April 30, 2021
Building a career at the nanoscale
Ana Constantin joins Facebook after three years of undergraduate and professional experience at the Washington Nanofabrication Facility
April 30, 2021
As a sophomore majoring in biochemistry at the University of Washington, Ana Constantin was searching for opportunities to apply her knowledge and gain real-world experience to prepare her for the job market. Through the UW Career Center’s Handshake tool, she applied to the Undergraduate Lab Assistant program at UW’s Washington Nanofabrication Facility (WNF) and joined the lab in June 2018. After graduating in June 2020, she accepted a full-time position at WNF as a Junior Process Engineer, working closely with Research Engineer Dr. Fred Newman. In March 2021, Constantin joined Facebook as a Process Engineering Technician. We caught up with Constantin to discuss her experience training and working at the WNF and how it prepared her for her next career move.
Why did you decide to apply to WNF’s undergraduate lab assistant program?
As a biochemistry major, I knew I wanted to work in a lab, and WNF really stood out to me because of the specific engineering aspects. But when I interviewed, it was clear that WNF and its personnel were passionate about teaching students and helping us learn the ropes in the industry — that’s what sold me on coming to work here!
What skills did you learn as an undergraduate lab assistant?
As an Undergraduate Lab Assistant, I was able to learn a lot of valuable nanofabrication basic skills and industry processes, including photolithography, etching, deposition, and many more!
After graduating, you accepted a full-time role at WNF. What was your favorite project while working as a Junior Process Engineer?
I was able to further develop my all-around skillset in nanofabrication, but I am especially proud of how I helped develop a damascene process flow using the tools in our facility. A damascene process is an additive process that utilizes deposition and patterning of successive layers to produce interconnected copper patterns separated by an interlayer dielectric. Damascene processes can be used in a wide variety of semiconductor applications, but for this specific project, we created an integrated passive device to test a variety of components, like transistors.
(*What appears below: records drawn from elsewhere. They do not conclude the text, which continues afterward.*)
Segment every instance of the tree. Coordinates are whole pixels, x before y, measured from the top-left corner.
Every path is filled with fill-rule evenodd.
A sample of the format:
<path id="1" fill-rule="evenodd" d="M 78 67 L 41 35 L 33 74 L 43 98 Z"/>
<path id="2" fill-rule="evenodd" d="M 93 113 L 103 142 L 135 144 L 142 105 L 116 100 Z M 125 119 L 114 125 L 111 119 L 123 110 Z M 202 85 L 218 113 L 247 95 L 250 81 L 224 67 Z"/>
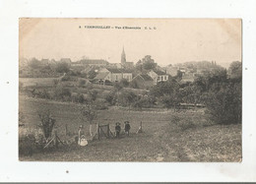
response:
<path id="1" fill-rule="evenodd" d="M 127 81 L 127 79 L 121 79 L 121 81 L 119 82 L 120 86 L 125 88 L 129 86 L 129 82 Z"/>
<path id="2" fill-rule="evenodd" d="M 96 72 L 95 70 L 91 70 L 87 74 L 88 79 L 95 79 L 96 76 Z"/>
<path id="3" fill-rule="evenodd" d="M 144 70 L 149 71 L 155 69 L 157 67 L 157 63 L 155 63 L 154 59 L 151 58 L 150 55 L 146 55 L 142 60 L 139 60 L 136 63 L 136 69 L 140 72 Z"/>
<path id="4" fill-rule="evenodd" d="M 229 65 L 228 72 L 230 73 L 230 78 L 242 78 L 242 63 L 239 61 L 234 61 Z"/>
<path id="5" fill-rule="evenodd" d="M 37 69 L 40 67 L 40 61 L 36 58 L 32 58 L 32 60 L 29 62 L 29 67 L 32 69 Z"/>
<path id="6" fill-rule="evenodd" d="M 96 111 L 92 104 L 83 105 L 80 110 L 83 121 L 88 121 L 90 124 L 89 132 L 93 136 L 93 121 L 96 118 Z"/>
<path id="7" fill-rule="evenodd" d="M 123 106 L 131 106 L 131 104 L 136 100 L 137 95 L 130 91 L 123 90 L 118 96 L 118 102 Z"/>
<path id="8" fill-rule="evenodd" d="M 223 83 L 219 88 L 207 94 L 207 113 L 220 124 L 241 123 L 241 84 Z"/>
<path id="9" fill-rule="evenodd" d="M 155 97 L 160 97 L 172 93 L 177 93 L 179 91 L 179 84 L 174 80 L 166 82 L 160 82 L 150 90 L 150 94 Z"/>
<path id="10" fill-rule="evenodd" d="M 68 73 L 70 67 L 67 62 L 58 62 L 55 70 L 57 73 Z"/>
<path id="11" fill-rule="evenodd" d="M 94 101 L 96 101 L 96 99 L 97 97 L 97 91 L 96 91 L 96 90 L 89 91 L 88 96 L 89 96 L 89 100 L 91 101 L 91 103 L 93 103 Z"/>
<path id="12" fill-rule="evenodd" d="M 151 58 L 150 55 L 146 55 L 143 59 L 143 68 L 145 70 L 152 70 L 157 67 L 157 63 L 155 63 L 154 59 Z"/>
Throughout this process, I was able to get trained on many tools, including the Solstice Electrodeposition tool, the Chemical Mechanical Polisher, the Nanospec Optical Profilometer, and the PECVD-SPTS, all the while honing in my previous knowledge of other etch, metrology, and lithography tools.
Perhaps most importantly, I had the opportunity to spearhead the development of this process. By leading my own project, I was able to build upon prior critical thinking skills, reasoning, and tool troubleshooting knowledge, and that’s given me confidence as I head into industry.
What was your favorite part of day-to-day life at WNF?
Our community at WNF emphasizes collaboration, and I loved working with the other engineers at the facility. I got the opportunity to adjust etch tools, work on remote industry projects, troubleshoot devices, and assist all sorts of users with their work. It was a really amazing environment for hands-on learning, and the other employees were incredibly patient, supportive, and excited to see UW students learning about nanofabrication.
Do you have any advice for undergraduates who are interested in a career in nanofabrication?
Along with the Undergraduate Lab Assistant Program, I’d say to seek out challenges and embrace opportunities to learn and grow! You can learn about nanotech in a variety of ways—whether it’s listening to podcasts, reading about recent innovations, or even taking a Coursera class on the topic. There is also a great nanofab short course taught by the research engineers at WNF, which is often offered for UW students in the spring. Lastly, don’t hesitate to reach out to UW professors who have experience in the field! They’re excited to talk about their work with interested students.